Из старых записных книжек (1924-1947) | страница 95
- Сиди! Жди. Вызовут.
И через полминуты:
- Гады! Всех вас - из пулемета... Не лечить, а из пулемета... Без жалости.
Больные - человек пять-шесть - сидят вдоль стен на скамейках, молчат, не отвечают, ждут.
У меня направление к доктору Шишкиной. И опять возникает робкая надежда, вытекающая, конечно, из болезни и из каких-то ползающих по городу слухов, будто врачи могут, будто им дана власть выписывать дополнительное питание: белый хлеб, сливочное масло, вино.
Не было такой власти у врачей.
Шишкина - пожилая женщина. Крупная.
Осматривает меня. Выписывает какую-то мазь.
- Витамины бы вам надо.
- Может быть, выпишете, доктор?
- Выписать могу, а где вы их достанете?
Из гнусного желания подольститься, подняться, вырасти в ее глазах, говорю:
- Может быть, удастся через Союз писателей?
- Ах, вот как? Вы писатель? Гм. Есть такой писатель-венеролог Фридлянд. Случайно не знаете?
- Ну, как же!
И чтобы подкрепить свои слова, доказать, что я знаю Фридлянда (а я его и в самом деле знаю), я опять беззастенчиво вру.
- Как раз, вы знаете, третьего дня встретил его в Союзе.
И на этот раз молниеносно срабатывает возмездие.
- Третьего дня? Фридлянда? Как же вы могли его, простите, встретить, если он еще месяца два назад эвакуировался?
Что-то бормочу:
- Да, конечно, я ошибся. Это был не он, вероятно. Стал плохо видеть. Авитаминоз, по-видимому.
* * *
Хожу в этот диспансер каждый день или через день.
Каждый день или через день вижу и слышу эту женщину, с которой будто заживо содрали кожу. Стоит за своим барьером и задыхается от ненависти и злости:
- Давить вас! Гады! Всё ходят, ходят...
А больных все меньше и меньше.
Один раз прихожу - гардеробщица стоит не за своим барьером, где вешалки, а у перегородки, отделяющей приемную от врачебных кабинетов. В приемную выходит половина или четвертушка круглой железной почки. По-видимому, печку сегодня топили. Ведьма стоит прижавшись всем телом и щекой к этому теплому, круглому железу, греется.
- Повесь сам, - говорит она мне сонным голосом.

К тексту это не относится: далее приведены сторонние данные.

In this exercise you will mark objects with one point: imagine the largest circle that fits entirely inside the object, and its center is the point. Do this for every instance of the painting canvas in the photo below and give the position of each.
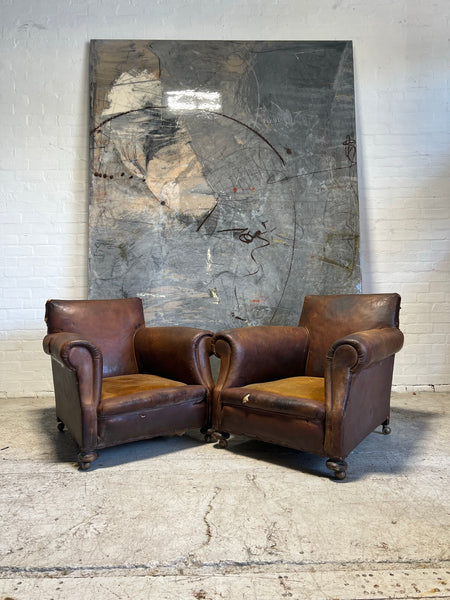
(223, 178)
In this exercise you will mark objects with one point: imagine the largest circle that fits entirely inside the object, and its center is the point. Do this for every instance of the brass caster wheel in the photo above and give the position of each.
(339, 467)
(85, 459)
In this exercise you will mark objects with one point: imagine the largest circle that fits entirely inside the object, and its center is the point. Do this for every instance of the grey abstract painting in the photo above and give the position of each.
(223, 178)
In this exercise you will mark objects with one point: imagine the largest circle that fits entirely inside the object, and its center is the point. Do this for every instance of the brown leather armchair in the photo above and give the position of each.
(321, 387)
(117, 381)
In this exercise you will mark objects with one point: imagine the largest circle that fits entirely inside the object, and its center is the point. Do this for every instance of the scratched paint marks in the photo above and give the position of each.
(227, 207)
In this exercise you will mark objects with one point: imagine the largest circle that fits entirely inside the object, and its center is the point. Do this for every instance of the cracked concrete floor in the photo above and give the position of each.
(174, 518)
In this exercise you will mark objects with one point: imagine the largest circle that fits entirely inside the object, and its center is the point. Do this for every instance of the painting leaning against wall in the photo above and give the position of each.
(223, 178)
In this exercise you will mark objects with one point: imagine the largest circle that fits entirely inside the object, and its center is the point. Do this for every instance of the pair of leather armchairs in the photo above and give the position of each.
(321, 387)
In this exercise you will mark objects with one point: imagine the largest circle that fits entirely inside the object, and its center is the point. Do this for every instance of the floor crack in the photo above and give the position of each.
(209, 508)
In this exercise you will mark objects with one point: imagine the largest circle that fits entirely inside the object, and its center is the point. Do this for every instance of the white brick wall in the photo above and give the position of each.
(401, 52)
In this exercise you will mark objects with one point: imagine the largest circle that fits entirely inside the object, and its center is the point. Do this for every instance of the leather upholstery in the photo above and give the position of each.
(321, 387)
(116, 380)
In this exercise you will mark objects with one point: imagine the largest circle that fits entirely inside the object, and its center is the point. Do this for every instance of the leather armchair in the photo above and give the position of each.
(321, 387)
(117, 381)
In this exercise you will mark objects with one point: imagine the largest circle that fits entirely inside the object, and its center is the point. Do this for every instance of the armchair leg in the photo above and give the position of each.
(220, 437)
(86, 459)
(386, 430)
(338, 466)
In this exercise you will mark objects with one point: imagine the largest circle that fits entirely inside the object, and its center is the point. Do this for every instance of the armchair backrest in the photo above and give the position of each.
(110, 324)
(329, 318)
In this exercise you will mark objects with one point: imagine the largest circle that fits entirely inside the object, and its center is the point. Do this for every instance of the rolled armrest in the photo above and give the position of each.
(180, 353)
(261, 353)
(364, 348)
(69, 352)
(60, 346)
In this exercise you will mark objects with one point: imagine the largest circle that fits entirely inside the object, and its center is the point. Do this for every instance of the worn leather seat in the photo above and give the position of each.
(321, 387)
(117, 381)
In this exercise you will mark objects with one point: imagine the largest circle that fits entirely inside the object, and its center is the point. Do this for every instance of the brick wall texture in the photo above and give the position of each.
(401, 54)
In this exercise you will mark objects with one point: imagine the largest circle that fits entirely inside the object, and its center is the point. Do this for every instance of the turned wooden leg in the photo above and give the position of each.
(208, 434)
(338, 466)
(386, 430)
(85, 459)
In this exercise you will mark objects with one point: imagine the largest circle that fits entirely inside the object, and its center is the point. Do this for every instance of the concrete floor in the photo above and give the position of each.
(176, 519)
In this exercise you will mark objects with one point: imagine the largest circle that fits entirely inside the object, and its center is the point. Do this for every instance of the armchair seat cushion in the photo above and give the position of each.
(128, 393)
(300, 397)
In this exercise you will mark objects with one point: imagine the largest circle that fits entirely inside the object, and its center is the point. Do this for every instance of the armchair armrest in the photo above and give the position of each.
(260, 353)
(180, 353)
(358, 381)
(364, 348)
(80, 356)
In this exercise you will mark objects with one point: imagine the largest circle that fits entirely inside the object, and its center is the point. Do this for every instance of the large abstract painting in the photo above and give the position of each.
(223, 183)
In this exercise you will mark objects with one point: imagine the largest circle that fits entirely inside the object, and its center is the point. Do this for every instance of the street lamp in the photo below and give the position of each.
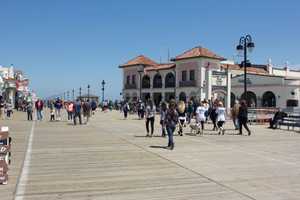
(103, 84)
(245, 45)
(89, 91)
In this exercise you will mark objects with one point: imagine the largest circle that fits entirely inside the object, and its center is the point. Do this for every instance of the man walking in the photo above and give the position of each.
(58, 106)
(39, 105)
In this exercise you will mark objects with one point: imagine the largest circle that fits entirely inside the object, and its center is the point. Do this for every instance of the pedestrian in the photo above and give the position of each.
(52, 115)
(171, 121)
(213, 115)
(141, 109)
(9, 109)
(58, 106)
(29, 110)
(200, 117)
(181, 110)
(221, 118)
(150, 117)
(234, 114)
(39, 105)
(86, 108)
(70, 110)
(2, 108)
(93, 106)
(190, 111)
(163, 112)
(243, 118)
(125, 110)
(77, 112)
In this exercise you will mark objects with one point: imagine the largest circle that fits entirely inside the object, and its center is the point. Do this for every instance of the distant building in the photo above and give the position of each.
(13, 85)
(201, 74)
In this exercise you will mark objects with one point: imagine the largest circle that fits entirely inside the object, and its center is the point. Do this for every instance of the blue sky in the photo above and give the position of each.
(65, 44)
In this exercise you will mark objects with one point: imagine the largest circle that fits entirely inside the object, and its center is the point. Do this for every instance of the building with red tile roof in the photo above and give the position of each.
(198, 52)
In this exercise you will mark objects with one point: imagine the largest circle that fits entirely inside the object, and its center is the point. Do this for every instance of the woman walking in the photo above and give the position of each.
(163, 113)
(213, 115)
(234, 114)
(29, 110)
(243, 118)
(221, 117)
(200, 117)
(171, 121)
(125, 110)
(150, 117)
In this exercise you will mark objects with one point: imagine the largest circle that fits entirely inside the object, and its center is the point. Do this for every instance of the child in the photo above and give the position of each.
(52, 115)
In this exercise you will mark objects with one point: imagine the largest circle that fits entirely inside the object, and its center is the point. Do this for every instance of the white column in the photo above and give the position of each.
(228, 99)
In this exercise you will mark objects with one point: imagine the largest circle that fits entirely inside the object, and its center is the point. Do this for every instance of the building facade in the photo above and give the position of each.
(14, 86)
(201, 74)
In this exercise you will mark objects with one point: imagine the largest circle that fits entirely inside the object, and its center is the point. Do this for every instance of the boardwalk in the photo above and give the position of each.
(111, 159)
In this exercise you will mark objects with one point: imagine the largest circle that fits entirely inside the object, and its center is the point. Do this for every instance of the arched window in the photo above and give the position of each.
(182, 96)
(170, 80)
(268, 99)
(251, 99)
(146, 81)
(157, 81)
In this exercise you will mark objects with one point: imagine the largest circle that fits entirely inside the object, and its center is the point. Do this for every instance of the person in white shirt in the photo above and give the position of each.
(150, 116)
(221, 117)
(200, 115)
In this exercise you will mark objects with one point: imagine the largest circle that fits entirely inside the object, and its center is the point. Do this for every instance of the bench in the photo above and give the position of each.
(292, 120)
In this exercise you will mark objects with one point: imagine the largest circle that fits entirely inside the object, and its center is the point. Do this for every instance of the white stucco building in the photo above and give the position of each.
(199, 73)
(13, 84)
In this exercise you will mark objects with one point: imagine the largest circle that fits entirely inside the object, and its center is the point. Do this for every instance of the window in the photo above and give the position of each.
(291, 103)
(192, 75)
(128, 80)
(183, 75)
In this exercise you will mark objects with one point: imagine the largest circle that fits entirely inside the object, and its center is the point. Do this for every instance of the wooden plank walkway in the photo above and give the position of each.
(111, 159)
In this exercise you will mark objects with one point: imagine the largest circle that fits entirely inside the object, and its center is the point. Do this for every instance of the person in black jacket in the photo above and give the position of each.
(243, 118)
(279, 115)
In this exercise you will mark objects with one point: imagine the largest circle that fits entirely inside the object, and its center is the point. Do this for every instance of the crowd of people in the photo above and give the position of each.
(181, 114)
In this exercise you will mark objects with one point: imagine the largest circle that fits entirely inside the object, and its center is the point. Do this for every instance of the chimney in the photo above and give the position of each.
(270, 66)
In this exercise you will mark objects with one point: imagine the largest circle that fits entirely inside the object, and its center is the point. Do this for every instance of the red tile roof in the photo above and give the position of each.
(254, 69)
(160, 67)
(198, 52)
(139, 60)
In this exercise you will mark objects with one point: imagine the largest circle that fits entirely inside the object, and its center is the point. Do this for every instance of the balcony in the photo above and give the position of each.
(187, 83)
(130, 86)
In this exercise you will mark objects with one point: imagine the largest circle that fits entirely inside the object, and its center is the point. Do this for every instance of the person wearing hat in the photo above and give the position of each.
(171, 121)
(221, 117)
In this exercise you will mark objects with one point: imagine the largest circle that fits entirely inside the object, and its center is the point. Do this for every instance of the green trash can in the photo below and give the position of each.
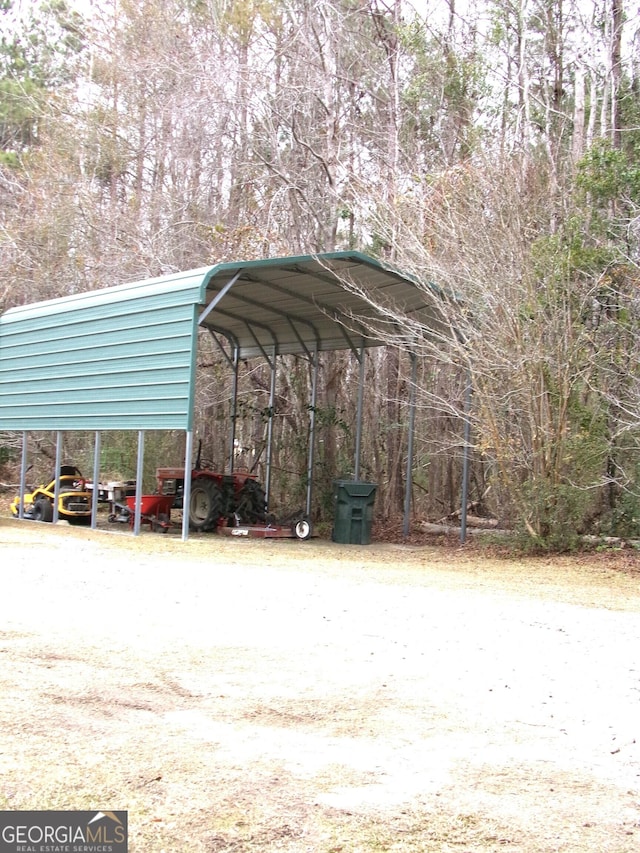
(353, 511)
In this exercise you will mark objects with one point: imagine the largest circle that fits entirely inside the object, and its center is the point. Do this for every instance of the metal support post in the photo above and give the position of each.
(272, 402)
(139, 475)
(356, 467)
(465, 460)
(186, 497)
(234, 408)
(23, 474)
(56, 488)
(312, 428)
(410, 439)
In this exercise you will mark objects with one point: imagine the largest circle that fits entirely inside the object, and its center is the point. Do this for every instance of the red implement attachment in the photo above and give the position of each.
(155, 510)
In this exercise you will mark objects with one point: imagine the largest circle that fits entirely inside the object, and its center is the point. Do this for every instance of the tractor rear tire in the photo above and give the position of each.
(252, 502)
(79, 520)
(43, 510)
(205, 505)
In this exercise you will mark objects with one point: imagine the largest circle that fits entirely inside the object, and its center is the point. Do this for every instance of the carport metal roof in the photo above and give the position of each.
(124, 357)
(298, 303)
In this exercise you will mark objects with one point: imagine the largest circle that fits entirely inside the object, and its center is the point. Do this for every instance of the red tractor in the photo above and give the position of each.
(216, 499)
(233, 503)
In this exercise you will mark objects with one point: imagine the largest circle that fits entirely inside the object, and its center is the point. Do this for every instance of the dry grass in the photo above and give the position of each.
(262, 696)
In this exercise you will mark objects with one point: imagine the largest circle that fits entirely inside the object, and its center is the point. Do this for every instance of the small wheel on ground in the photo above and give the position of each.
(79, 520)
(205, 505)
(43, 510)
(302, 528)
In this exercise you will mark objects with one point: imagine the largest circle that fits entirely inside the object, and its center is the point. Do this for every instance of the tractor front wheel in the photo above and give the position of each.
(43, 510)
(205, 505)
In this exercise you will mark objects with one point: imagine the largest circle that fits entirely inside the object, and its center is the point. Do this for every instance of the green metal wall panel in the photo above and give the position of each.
(119, 358)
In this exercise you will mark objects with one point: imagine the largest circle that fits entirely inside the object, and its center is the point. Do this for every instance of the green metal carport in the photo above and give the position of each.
(124, 357)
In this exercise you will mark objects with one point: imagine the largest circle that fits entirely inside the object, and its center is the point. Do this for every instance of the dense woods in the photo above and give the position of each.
(490, 148)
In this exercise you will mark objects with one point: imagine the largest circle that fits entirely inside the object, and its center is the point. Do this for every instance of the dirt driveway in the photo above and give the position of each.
(261, 696)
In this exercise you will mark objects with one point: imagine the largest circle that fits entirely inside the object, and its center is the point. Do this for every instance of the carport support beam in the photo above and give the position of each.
(234, 410)
(56, 474)
(186, 496)
(465, 460)
(139, 475)
(312, 428)
(412, 425)
(356, 472)
(96, 480)
(272, 402)
(23, 475)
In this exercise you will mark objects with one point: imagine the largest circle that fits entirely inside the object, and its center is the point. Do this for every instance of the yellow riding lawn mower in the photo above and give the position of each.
(74, 500)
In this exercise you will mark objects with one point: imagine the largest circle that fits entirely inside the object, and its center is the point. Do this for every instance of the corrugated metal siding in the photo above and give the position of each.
(120, 358)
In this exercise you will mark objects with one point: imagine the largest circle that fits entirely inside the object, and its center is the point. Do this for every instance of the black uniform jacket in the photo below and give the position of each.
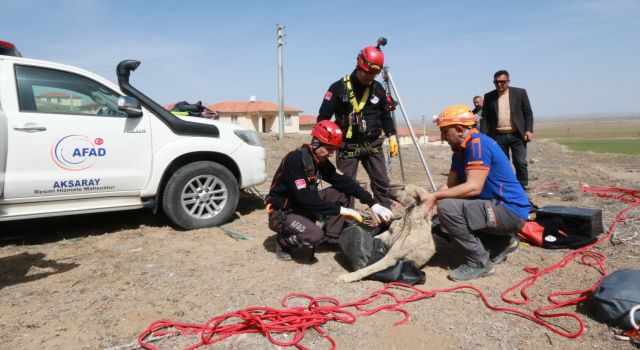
(375, 112)
(292, 189)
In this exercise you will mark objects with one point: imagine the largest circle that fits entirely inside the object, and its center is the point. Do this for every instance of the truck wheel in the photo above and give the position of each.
(200, 194)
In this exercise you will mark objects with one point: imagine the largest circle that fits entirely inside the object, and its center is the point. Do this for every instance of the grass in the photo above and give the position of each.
(621, 146)
(604, 135)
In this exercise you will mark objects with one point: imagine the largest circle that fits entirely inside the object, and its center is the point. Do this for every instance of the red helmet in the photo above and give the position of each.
(371, 59)
(328, 133)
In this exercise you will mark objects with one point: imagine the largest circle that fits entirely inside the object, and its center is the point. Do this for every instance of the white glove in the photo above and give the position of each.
(381, 213)
(350, 213)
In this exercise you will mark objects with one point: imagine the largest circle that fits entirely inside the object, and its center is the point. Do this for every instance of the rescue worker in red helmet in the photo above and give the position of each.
(295, 200)
(360, 107)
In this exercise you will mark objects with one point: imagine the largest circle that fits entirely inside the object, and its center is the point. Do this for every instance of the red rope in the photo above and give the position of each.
(319, 311)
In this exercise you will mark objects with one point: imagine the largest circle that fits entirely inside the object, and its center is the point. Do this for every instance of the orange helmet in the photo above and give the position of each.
(328, 133)
(456, 114)
(371, 59)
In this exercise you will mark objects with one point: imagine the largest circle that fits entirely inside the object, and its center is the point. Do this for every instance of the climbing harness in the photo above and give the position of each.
(313, 176)
(355, 117)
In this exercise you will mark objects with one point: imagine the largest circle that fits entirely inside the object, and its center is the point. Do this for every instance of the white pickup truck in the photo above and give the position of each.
(72, 142)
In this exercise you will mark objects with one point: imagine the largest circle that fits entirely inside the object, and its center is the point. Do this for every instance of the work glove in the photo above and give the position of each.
(351, 214)
(393, 147)
(381, 213)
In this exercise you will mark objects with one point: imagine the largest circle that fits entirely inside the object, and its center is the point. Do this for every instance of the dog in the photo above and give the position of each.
(408, 237)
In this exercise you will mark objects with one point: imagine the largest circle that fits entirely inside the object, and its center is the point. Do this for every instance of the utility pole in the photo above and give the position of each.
(280, 41)
(424, 132)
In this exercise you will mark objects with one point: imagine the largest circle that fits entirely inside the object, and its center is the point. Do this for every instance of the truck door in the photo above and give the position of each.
(66, 137)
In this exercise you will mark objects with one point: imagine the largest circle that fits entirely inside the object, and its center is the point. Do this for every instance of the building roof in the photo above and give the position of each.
(405, 132)
(307, 119)
(248, 107)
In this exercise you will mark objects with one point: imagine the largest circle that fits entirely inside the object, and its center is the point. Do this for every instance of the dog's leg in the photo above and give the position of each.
(388, 261)
(385, 237)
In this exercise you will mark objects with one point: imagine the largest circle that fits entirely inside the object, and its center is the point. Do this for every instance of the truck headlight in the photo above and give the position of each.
(248, 136)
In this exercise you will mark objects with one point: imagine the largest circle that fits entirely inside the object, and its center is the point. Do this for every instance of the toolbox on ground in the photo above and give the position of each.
(578, 221)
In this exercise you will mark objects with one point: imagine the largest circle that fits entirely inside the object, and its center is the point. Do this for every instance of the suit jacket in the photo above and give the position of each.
(521, 114)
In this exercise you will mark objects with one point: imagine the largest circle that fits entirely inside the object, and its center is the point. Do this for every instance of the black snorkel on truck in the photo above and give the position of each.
(177, 125)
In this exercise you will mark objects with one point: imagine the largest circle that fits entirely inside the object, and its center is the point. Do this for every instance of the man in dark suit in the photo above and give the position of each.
(508, 119)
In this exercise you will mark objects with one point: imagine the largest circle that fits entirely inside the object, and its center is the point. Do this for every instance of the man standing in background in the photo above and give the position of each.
(508, 119)
(477, 110)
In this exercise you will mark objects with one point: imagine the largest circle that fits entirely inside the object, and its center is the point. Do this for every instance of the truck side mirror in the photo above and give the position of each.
(130, 105)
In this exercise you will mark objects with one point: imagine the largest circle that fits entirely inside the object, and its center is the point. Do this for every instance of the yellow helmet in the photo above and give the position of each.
(456, 114)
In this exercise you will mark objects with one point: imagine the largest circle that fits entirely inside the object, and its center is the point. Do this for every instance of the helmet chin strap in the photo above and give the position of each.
(464, 135)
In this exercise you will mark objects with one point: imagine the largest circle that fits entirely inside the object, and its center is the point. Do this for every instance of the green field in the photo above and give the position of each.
(601, 136)
(604, 135)
(621, 146)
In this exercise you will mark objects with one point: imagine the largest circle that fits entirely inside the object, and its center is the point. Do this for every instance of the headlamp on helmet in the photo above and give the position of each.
(371, 60)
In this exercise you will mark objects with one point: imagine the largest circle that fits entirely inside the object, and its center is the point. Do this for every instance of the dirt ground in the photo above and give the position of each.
(98, 281)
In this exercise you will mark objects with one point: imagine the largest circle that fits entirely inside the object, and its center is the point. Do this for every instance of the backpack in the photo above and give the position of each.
(615, 296)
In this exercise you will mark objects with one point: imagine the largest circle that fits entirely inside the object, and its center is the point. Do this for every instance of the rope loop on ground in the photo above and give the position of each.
(296, 320)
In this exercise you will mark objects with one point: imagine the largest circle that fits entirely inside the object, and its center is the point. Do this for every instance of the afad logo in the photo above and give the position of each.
(77, 152)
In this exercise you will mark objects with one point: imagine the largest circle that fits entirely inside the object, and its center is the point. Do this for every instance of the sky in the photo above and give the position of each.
(574, 57)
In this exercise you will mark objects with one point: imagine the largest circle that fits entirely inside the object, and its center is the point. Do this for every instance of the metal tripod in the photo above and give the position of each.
(394, 92)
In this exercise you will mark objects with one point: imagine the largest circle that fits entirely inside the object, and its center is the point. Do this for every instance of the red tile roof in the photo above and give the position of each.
(248, 107)
(405, 132)
(308, 119)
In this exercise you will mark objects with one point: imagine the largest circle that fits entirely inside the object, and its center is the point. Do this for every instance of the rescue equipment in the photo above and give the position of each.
(355, 117)
(456, 114)
(371, 59)
(355, 150)
(615, 297)
(328, 133)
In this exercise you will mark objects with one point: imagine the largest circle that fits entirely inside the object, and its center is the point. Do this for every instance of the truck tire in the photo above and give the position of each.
(200, 194)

Вешаю пальто на крючок, беру железную бирку, возвращаюсь в приемную. Сижу. Молчу. Она, против обыкновения, тоже молчит. И вдруг слышу ее голос. Не своим скрипучим, а каким-то жалобным-жалобным, человеческим, женским, детским голосом она говорит:
- Пантелеев, ты ведь, наверно, рабочий, а? Четыреста грамм получаешь? Карточка у тебя хорошая, ведь правда? Принеси мне, знаешь, маленький-маленький кусочек хлеба!..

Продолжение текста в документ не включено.